Monday, January 8, 2018

"Downsizing" (2017), Alexander Payne. Capsule review.

Disjointed and meandering, the last movie by Payne is preachy and ineffectual in equal measure. It does not work as science fiction, comedy, or social commentary. An initial burst of energy is derailed by a nihilist ecologist discourse that belongs in Greenpeace pamphlets. The high concept had an interesting potential shown in the socioeconomic variables in play, quickly hidden to bring up survivalist American progressive lunacy, even when is spew in foreign accents. Not recommended. And shame on Payne for ruining the concept in the first place.

"Bad Genius" (2017). Capsule review.

The best heist movie that you will see this year was not directed by Soderbergh and has nothing to do with car races, jewels or banks. Thai director Nattawut Poonpiriya has created a spellbinding tale of deception, high stakes, and social class commentary in a movie about high school students and tests for acceptance into universities. A good fictional companion to the superb Korean documentary "Reach for the SKY" (2015).
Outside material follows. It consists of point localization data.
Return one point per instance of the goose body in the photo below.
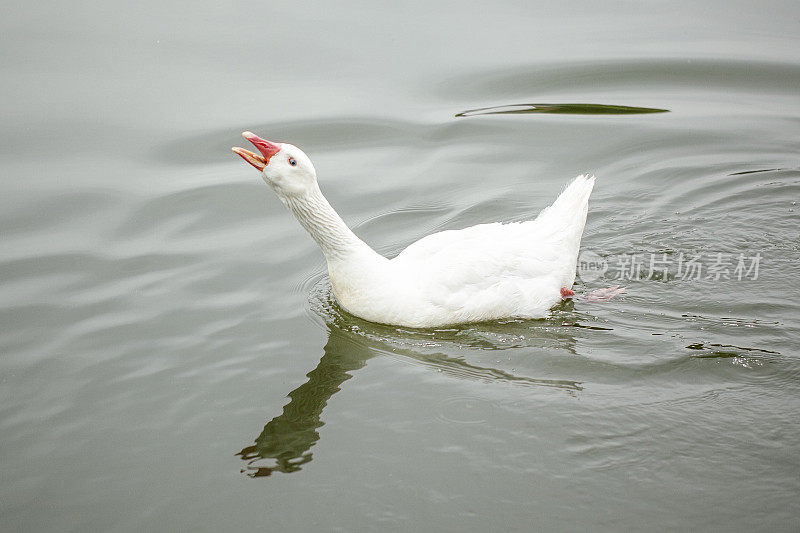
(484, 272)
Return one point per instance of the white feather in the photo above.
(484, 272)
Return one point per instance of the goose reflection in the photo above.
(285, 442)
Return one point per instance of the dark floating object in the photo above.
(562, 109)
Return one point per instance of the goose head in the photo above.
(283, 167)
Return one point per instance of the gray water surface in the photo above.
(172, 357)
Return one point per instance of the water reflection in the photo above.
(561, 109)
(286, 440)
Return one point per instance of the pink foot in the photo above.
(604, 295)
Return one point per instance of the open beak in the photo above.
(267, 149)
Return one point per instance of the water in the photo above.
(172, 357)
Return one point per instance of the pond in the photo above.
(172, 356)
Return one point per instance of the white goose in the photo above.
(484, 272)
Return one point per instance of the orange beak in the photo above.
(267, 149)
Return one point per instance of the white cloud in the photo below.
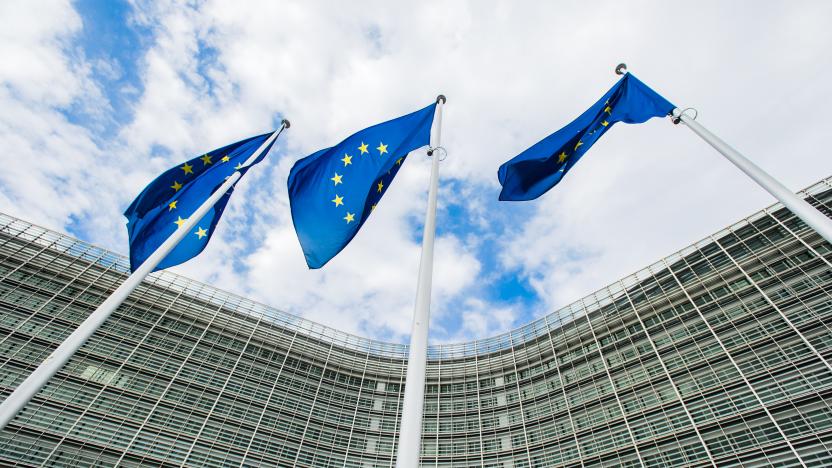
(512, 73)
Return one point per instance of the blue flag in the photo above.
(534, 171)
(167, 202)
(333, 191)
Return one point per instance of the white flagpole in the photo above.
(800, 207)
(410, 432)
(58, 358)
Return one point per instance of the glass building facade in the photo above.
(718, 355)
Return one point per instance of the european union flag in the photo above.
(534, 171)
(165, 204)
(333, 191)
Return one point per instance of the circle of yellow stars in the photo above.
(188, 169)
(562, 157)
(338, 179)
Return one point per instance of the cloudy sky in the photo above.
(99, 97)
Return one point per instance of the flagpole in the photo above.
(61, 355)
(800, 207)
(410, 432)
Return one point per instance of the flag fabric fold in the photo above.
(167, 202)
(539, 168)
(333, 191)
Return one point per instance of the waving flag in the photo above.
(534, 171)
(167, 202)
(333, 191)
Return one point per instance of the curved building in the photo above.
(718, 355)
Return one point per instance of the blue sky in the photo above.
(99, 97)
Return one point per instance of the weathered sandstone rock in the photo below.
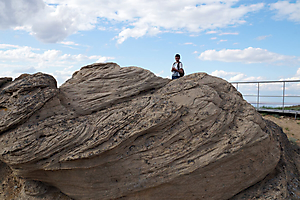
(112, 132)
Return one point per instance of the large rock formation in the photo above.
(112, 132)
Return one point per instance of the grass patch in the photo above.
(276, 115)
(293, 140)
(265, 114)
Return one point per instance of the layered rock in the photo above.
(112, 132)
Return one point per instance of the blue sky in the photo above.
(235, 40)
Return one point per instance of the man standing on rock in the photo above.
(177, 68)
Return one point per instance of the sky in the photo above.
(236, 40)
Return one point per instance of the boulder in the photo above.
(112, 132)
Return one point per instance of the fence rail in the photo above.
(283, 97)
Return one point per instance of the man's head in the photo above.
(177, 57)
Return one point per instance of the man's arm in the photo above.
(180, 69)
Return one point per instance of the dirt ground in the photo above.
(289, 125)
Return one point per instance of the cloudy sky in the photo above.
(242, 40)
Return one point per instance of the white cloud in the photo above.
(138, 17)
(222, 41)
(234, 76)
(211, 32)
(69, 43)
(228, 33)
(263, 37)
(15, 60)
(248, 55)
(287, 10)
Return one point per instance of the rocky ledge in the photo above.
(112, 132)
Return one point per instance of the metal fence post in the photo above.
(257, 101)
(283, 91)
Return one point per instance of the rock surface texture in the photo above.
(112, 132)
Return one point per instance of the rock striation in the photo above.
(112, 132)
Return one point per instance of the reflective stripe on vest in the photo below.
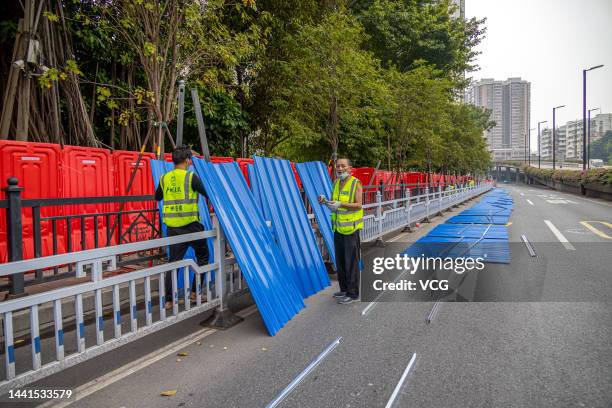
(346, 221)
(180, 206)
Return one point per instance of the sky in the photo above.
(548, 43)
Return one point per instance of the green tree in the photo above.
(331, 95)
(404, 32)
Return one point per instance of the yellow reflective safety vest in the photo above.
(180, 206)
(345, 221)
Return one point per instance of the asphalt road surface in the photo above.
(539, 335)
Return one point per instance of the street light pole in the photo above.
(584, 125)
(539, 154)
(525, 143)
(529, 147)
(589, 137)
(554, 135)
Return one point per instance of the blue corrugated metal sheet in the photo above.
(316, 181)
(490, 250)
(478, 219)
(261, 260)
(159, 168)
(470, 231)
(283, 205)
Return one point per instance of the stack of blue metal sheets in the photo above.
(478, 232)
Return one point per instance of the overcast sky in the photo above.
(549, 43)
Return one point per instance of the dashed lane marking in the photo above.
(559, 236)
(595, 230)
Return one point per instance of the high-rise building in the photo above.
(560, 143)
(574, 140)
(600, 124)
(546, 144)
(509, 102)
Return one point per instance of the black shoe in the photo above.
(346, 300)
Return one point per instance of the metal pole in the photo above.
(554, 150)
(201, 126)
(181, 115)
(14, 231)
(525, 149)
(584, 159)
(539, 153)
(588, 145)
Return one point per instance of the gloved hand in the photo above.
(333, 205)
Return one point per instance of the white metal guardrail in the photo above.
(155, 317)
(388, 216)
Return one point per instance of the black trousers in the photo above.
(177, 252)
(348, 256)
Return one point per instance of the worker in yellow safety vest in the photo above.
(347, 220)
(179, 189)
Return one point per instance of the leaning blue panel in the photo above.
(283, 204)
(316, 181)
(260, 259)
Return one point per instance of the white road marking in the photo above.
(99, 383)
(559, 236)
(397, 238)
(398, 387)
(296, 381)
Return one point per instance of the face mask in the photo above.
(342, 176)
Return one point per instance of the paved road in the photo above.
(551, 353)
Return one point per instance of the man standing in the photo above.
(347, 220)
(179, 189)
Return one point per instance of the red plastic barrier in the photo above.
(87, 172)
(217, 159)
(124, 164)
(36, 167)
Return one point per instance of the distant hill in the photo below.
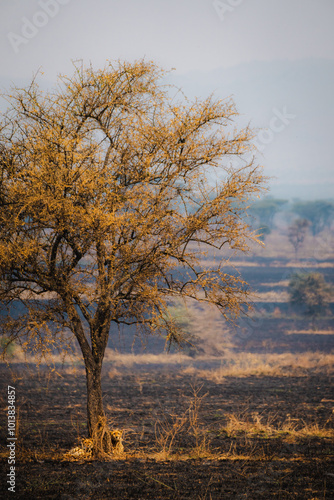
(300, 155)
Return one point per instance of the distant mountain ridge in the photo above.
(300, 155)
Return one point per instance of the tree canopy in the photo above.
(107, 205)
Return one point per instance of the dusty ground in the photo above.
(227, 461)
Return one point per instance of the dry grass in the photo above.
(246, 364)
(255, 425)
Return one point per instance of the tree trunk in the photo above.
(97, 424)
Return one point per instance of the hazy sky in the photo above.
(185, 34)
(200, 36)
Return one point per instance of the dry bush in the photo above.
(187, 426)
(245, 364)
(255, 425)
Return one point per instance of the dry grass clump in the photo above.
(255, 425)
(170, 430)
(274, 365)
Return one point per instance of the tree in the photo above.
(297, 232)
(310, 293)
(106, 209)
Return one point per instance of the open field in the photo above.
(186, 434)
(247, 412)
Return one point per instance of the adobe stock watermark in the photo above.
(224, 8)
(31, 27)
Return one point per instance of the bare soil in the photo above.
(51, 417)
If only we did not know that meritocracy is a lie.
"Bad Genius", watch it however you can.

Saturday, July 22, 2017

Short Review of "A Man Escaped", (1956), Robert Bresson

Original title: "Un Condamné à mort s'est échappé ou Le vent souffle où il veut"

Minimalist masterpiece about a young man imprisoned by the Nazis during the occupation of France, trying to escape possible death. Actors are non-professional, the plot was taken from a real story, even the some of props utilized are the actual elements used by the man on which it is based. Not a frame wasted, every sound is important, pervasive voice-over is just poetic, tension is unbearable. Highly recommended.

TSPDT Ranking of All Time: Top 100 Film Ranking: 87

Saturday, July 15, 2017

Review of "King Arthur: Legend of the Sword" (2017), Guy Ritchie.

It is time to recognize that something is amiss. Childish garbage like "Wonder Woman" is praised to heavens, and anything else that dares to confront the rule of the infantile comic-book sagas gets plummeted to box office death with multiple blows by hipster writers, old critic geezers, and all their followers. Until some years ago, the right-wing fascist ponderousness of Christopher Nolan (Batman trilogy) was heralded as the coming of the Second Christ, preceded by Fincher´s anarchist vein (Fight Club) that would form the new brown shirt consciousness. As fascism became a hard reality, Hollywood tent-poles regressed to kindergarten, accompanying the souls of the frightened Clinton voters.

The adult hero fighting against oppression was cast to the side, classic pulp (John Carter, Lone Ranger) was demonized or directly castrated (Mad Max). So it is not strange that a foreigner, somebody from the outside, with a taste for cross-cutting and condensation, would come to the rescue. I am not asking the reader to love Guy Ritchie´s technique, but at least to appreciate what he has accomplished by its use: the worn path of the origin story is cut in pieces; the visual extravaganza is made effective anew by destroying the meaning of the Hollywood set-piece. Do you want monsters? Here you have them, in the very first act. Do you want a training scene? There is no time for that nuisance, watch a modern montage that dances around the neo-classic drivel gifted to you by the MCU sausage machine (Doctor Strange and many others).

King Arthur” is not without its faults. The chopped timeline segments get on your nerves as its repetition overthrows its initial welcome. Slow-fast motion is well done, but we have seen it multiple times at the Church of the Snyder. What it gets to you tough, is the way on which the working class hero, grown between prostitutes and squalor, comes to save the day from another narcissist tyrant. Deaths matter, evil teaches, and revolution finally arrives. It is necessary to grow up and take back the reigns of the kingdom, and “King Arthur” shows the road to Camelot.